Zampata dell’Italia su Berlino I Taviani vincono l’Orso d’oro

Trionfa il film drammatico "Cesare deve morire", dei fratelli registi Paolo e Vittorio. Da 21 anni il nostro Paese non conquistava il premio

Zampata dell’Italia su Berlino  I Taviani vincono l’Orso d’oro

Alla fine, Berlino premia Roma. L’Orso d’Oro della 62esima Berlinale, zeppa come mai di star francesi sia in giuria sia in competizione, è andato a Cesare deve morire dei fratelli Taviani, in gara con un docufilm ambientato nel carcere capitolino di Rebibbia e interpretato dai detenuti. «Questi detenuti-attori hanno dato se stessi per realizzare il film», ha dichiarato Paolo Taviani (80 anni), riandando con la memoria ai giorni delle riprese, avvenute nella sezione «Fine pena mai» e nominando i carcerati. «A loro va il nostro pensiero, mentre noi siamo qui tra le luci, loro sono nella solitudine delle loro celle. E quindi dico grazie a Cosimo, Salvatore, Giovanni, Antonio, Francesco e Fabione. Anche un detenuto, su cui sovrasta una terribile pena, resta un uomo, grazie alle parole sublimi di Shakespeare», ha detto il più giovane dei Taviani, avendo Vittorio due anni in più del fratello.

Con Cesare deve morire, i cineasti consegnano alla propria filmografia un altro pamphlet politico (dopo Padre padrone, 1977 e La notte di San Lorenzo, 1982) e dopo 21 anni rimettono l’Italia sul podio tedesco, laddove sembrava favorito il dramma del tedesco Christian Petzold sulla DDR, Barbara, Orso d’argento per la migliore regia. «Penso che questa esperienza ci rimarrà dentro, anche come contraddizione, e come grande momento di qualità», ha scandito Vittorio Taviani, sottolineando che l’Orso d’Oro italiano, in questo momento, può contribuire «a costruire un ponte, sul fronte culturale».

Presieduta dal regista inglese Mike Leigh, la giuria della Berlinale non si è fatta pregare, convinta da subito che ai fratelli veterani d’un certo cinema artigianale di qualità si dovesse pagare un tributo, tardivo ma necessario. E mentre da noi si discute sul decreto «svuota carceri» e il ministro della Giustizia, Paola Severino, viene criticato per come affronta la questione del sovraffollamento nelle nostre prigioni, Cesare deve morire manda un segnale di speranza. «Ci fa piacere vincere un premio in un festival come questo, che non ha un indirizzo generico, ma che al contrario ha un carattere molto specifico: cerca forze nuove e cerca forze che si appassionano a tematiche sociali», ha chiarito Paolo Taviani. Va comunque ricordato che, in tempi di crisi, alcune «forze nuove» - nello specifico, i detenuti-attori - s’impongono pure in virtù del basso costo da esse richieste: è appena il caso di menzionare gli operatori dei call-center, che lavorano da dietro le sbarre per cifre assai modeste.

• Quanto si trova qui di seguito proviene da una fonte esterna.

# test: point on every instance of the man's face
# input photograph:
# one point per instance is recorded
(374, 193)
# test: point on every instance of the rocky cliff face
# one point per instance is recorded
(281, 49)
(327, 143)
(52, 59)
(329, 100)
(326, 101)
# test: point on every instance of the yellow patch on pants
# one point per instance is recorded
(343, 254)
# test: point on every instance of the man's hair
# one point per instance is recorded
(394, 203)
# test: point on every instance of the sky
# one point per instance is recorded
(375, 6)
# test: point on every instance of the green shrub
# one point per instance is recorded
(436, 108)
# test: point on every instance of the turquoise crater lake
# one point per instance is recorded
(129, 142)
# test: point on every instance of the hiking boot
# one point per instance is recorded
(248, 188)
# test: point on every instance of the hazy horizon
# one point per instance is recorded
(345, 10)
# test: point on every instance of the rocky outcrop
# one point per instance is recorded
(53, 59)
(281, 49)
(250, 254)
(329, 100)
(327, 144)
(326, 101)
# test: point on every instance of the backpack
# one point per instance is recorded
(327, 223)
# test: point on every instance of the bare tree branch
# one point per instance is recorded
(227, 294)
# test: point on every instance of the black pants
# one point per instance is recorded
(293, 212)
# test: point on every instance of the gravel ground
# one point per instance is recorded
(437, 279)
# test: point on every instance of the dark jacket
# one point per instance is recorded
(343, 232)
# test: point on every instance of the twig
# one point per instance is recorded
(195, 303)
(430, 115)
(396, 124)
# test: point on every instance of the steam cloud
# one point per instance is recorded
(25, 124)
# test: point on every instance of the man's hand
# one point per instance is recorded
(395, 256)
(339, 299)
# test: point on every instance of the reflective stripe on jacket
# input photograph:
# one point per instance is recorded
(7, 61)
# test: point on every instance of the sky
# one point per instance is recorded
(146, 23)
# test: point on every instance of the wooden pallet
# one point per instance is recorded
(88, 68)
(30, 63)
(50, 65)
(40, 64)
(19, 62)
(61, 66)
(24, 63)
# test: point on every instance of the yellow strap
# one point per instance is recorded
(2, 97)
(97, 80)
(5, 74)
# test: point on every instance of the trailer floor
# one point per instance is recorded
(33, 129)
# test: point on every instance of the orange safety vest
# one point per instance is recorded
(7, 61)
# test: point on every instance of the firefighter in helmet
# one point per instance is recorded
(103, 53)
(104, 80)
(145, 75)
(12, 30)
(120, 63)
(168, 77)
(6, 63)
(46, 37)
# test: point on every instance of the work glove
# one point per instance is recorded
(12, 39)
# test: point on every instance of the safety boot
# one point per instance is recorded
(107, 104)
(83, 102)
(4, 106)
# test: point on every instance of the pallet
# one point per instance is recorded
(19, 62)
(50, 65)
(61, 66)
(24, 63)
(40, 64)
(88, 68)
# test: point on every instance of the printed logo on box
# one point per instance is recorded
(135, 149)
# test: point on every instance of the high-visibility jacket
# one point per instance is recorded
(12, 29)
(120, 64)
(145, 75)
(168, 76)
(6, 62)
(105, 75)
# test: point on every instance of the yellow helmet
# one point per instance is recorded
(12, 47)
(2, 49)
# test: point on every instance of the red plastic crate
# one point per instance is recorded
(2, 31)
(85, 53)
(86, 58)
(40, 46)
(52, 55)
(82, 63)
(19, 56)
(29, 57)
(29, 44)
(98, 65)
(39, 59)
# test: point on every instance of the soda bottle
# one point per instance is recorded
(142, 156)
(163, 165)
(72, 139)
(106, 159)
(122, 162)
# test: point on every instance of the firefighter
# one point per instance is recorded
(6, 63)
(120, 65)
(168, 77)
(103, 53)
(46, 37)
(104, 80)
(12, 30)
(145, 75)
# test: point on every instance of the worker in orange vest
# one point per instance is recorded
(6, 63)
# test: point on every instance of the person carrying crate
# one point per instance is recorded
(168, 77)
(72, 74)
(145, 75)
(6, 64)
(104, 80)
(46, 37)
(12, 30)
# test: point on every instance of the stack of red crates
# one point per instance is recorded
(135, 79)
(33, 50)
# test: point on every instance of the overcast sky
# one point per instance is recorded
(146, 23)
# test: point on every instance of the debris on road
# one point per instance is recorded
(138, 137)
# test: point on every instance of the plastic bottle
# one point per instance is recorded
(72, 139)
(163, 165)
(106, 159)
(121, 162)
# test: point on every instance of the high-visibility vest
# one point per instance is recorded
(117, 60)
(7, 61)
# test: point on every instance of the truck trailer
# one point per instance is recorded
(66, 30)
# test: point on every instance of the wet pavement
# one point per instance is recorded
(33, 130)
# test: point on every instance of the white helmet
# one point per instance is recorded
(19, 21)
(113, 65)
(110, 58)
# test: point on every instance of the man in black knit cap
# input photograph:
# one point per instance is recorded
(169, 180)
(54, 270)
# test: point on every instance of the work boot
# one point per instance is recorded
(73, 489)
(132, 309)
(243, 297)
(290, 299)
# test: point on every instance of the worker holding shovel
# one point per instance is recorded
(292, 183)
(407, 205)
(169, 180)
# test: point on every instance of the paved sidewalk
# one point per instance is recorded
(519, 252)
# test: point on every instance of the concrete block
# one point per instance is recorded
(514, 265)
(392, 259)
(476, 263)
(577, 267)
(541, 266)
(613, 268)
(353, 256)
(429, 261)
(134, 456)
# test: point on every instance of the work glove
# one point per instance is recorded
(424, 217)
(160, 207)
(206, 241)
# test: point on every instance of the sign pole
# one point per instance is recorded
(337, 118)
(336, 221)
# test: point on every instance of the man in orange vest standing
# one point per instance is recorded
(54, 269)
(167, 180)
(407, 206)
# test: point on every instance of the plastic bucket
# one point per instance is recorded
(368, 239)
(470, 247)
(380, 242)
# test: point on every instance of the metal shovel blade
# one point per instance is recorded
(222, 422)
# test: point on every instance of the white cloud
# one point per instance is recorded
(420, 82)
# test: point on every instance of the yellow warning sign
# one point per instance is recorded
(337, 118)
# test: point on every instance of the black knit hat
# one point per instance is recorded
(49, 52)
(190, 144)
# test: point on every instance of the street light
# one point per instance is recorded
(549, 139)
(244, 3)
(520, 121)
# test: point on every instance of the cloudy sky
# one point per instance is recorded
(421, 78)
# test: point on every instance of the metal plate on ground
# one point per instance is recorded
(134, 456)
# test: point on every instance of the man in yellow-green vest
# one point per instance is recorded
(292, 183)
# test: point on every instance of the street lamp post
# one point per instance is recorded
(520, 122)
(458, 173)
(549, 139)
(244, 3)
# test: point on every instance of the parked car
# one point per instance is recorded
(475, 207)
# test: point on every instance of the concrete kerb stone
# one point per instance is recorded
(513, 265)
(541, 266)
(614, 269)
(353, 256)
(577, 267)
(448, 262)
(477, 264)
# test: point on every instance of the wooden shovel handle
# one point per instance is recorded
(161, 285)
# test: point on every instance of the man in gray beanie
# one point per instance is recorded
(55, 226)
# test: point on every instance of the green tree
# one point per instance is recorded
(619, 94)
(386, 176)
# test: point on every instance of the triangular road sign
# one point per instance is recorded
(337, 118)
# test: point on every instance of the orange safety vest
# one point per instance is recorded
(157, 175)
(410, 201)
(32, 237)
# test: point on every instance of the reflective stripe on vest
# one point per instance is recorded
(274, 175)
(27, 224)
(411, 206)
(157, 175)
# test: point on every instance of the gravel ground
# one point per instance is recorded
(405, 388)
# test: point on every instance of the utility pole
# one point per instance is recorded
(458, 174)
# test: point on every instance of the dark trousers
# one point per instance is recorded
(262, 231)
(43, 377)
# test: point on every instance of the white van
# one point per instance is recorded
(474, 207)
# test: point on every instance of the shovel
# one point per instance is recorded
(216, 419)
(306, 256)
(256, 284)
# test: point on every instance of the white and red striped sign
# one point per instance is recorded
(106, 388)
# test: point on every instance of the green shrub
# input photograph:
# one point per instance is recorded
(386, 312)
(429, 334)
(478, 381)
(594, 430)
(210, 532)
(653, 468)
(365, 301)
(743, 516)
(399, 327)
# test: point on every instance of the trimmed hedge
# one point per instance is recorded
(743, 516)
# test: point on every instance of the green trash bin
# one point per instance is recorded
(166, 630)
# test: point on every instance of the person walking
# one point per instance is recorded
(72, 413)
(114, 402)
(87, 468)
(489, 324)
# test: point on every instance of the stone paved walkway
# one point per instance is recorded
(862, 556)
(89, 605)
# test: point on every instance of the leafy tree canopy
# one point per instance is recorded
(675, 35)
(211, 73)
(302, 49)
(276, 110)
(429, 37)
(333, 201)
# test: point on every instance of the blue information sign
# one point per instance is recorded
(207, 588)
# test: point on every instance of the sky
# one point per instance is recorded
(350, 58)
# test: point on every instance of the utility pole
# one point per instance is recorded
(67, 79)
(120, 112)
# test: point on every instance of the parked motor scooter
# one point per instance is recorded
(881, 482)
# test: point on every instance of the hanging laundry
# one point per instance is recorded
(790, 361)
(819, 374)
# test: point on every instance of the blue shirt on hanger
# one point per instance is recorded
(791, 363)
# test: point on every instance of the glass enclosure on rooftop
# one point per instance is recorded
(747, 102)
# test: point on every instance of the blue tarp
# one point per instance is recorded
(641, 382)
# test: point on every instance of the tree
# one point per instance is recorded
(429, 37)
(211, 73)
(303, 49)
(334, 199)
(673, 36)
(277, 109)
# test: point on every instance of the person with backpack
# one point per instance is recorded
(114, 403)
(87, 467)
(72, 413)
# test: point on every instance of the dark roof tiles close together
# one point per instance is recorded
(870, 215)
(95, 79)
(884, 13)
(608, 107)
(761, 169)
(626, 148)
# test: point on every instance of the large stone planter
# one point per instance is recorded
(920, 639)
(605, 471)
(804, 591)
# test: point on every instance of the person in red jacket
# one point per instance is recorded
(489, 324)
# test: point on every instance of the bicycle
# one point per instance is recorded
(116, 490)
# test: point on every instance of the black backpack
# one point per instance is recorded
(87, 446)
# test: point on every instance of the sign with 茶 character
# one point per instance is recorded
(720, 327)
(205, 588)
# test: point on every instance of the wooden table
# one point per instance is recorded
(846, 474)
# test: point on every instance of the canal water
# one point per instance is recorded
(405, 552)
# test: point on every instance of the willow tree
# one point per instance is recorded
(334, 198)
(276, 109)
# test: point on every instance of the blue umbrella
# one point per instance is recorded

Rai Cinema, sponsor del film a metà tra documentario e cinema-verità, ha commentato tramite il suo presidente, Franco Scaglia: «Cesare deve morire è un’opera che tocca magistralmente le corde profonde della vita carceraria, tra battute shakespeariane e dialetti quotidiani, tra il desiderio di riscatto e la durezza delle pene da scontare. Anche per questo l’Orso d’Oro è un premio importante».

Per Paolo Del Brocco, amministratore delegato di Rai Cinema, è significativo che l’opera dei Taviani rientri «nella nostra linea di produzione di cinema civile». Nel docufilm, la messa in scena del Giulio Cesare, preparata con cura e studio da parte dei detenuti, pronti a ripassare le battute del Bardo anche nelle loro celle e non solo sul palco di Rebibbia, dona agli attori-detenuti diverso approccio alla vita.

Con l’Orso d’Oro ai fratelli Taviani, esteticamente fermi ai Settanta, la Berlinale conferma la propria vocazione politica, intanto che a Roma (tartufescamente) s’invoca un festival sganciato dalle necessità della Realpolitik.